Мертвенная усмешка стала таять.
— Мукор, вернись, пожалуйста! Если ты увидишь Бизона или нашего кальде, расскажи им — любому из них или обоим, — что я здесь и меня держит в плену этот человек, работающий на советника Потто.
— Тогда ты не сможешь. — Последнее слово она сказала тихо, почти неслышно. Усмешка исчезла; Прилипала привычно откинул волосы назад, его открывшиеся глаза больше не казались ужасными.
— Не все, э? Многие на нашей, хм, стороне, стороне, э, кальде. — Никто ничего не сказал, и он добавил: — Генерал, э?
— Хочешь мой игломет? — спросил Паук майтеру Мята.
— Конечно, если ты разрешаешь мне взять его.
Он протянул его ей, рукояткой вперед.
— Ты же не будешь стрелять в меня, генерал? Не из моего собственного игломета, который я дал тебе.
Она взяла его, осмотрела и опустила в один из боковых карманов.
— Нет. Только если буду вынуждена. Но, возможно, даже и тогда.
— Лады. Я собираюсь рыть могилу, сечешь? Вы двое можете закончить есть и будете на стреме. — Паук шагнул в пустой туннель. — Но если меня охладят перед тем, как я закончу, она для меня. Завернете меня во что-нибудь и спустите вниз. Нож у меня в кармане.
Вслед за ним они шли по туннелю до тех пор, пока его не перекрыл массивный барьер из ржавого железа.
— Советник Потто не хотел бы, чтобы кто-нибудь слышал это, — признался Паук, — но сейчас, похоже, уже все равно. Fraus!
[17]
Прошла секунда, ничего не произошло.
Потом огромный барьер задрожал, заскрипел и пополз вверх, неприятно скручиваясь. Внезапно майтера Мята ощутила запах разложения, зловонный, но очень слабый, и она почти поверила, что ей это показалось. Прилипала фыркнул, на удивление как-то по-лошадиному, и вытер нос рукавом.
— Нема свежего воздуха, только когда дверь открыта, — заметил Паук, вводя их в сумрачный тупик, открывшийся за поднявшимся барьером. — Проветрится достаточно быстро. — Он остановился. — Здесь, где заканчивается коркамень.
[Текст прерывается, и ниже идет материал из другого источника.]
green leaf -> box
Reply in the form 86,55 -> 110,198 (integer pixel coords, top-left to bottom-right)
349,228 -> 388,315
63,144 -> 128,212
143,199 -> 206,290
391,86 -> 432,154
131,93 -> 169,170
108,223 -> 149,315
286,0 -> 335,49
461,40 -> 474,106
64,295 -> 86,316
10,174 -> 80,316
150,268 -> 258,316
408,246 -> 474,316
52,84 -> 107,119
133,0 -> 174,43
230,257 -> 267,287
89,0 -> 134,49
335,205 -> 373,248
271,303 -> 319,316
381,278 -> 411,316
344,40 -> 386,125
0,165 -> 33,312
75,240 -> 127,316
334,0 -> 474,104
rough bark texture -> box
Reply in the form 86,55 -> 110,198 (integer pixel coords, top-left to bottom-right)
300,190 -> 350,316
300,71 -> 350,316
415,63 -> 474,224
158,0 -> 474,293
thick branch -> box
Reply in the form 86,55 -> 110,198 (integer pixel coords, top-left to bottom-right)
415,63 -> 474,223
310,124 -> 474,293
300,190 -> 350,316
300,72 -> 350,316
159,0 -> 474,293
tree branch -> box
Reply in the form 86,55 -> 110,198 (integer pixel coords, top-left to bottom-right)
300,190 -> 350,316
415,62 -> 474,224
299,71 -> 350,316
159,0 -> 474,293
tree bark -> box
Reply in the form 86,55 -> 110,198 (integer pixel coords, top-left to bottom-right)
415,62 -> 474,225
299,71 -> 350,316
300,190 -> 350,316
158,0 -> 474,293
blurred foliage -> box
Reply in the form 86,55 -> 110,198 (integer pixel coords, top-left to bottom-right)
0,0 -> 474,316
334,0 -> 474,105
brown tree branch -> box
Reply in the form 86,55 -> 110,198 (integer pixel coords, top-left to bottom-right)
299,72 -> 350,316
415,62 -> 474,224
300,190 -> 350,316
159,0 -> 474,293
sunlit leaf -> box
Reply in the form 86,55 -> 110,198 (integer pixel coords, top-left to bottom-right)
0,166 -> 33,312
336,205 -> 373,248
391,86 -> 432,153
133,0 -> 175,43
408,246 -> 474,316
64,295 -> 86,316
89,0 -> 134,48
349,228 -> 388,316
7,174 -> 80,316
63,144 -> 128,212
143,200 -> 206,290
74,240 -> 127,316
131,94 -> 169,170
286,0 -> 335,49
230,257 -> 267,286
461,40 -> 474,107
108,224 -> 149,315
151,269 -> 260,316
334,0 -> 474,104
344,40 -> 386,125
Гляди.
Майтера Мята подошла к нему, пройдя по рыхлой земле, в которой тонули ее истертые черные туфли.
— Я очень рада, что ты разрешил мне услышать слово для этой двери. Мне противно даже подумать, что мы можем остаться здесь, неспособные ее открыть.
— Я вел себя очень честно по отношению к вам обоим, так что вы должны спустить меня после того, как это произойдет. Видишь рулоны поли?
— Конечно. — Майтера Мята осмотрела край стены из коркамня. — Она не такая толстая, как я себе представляла.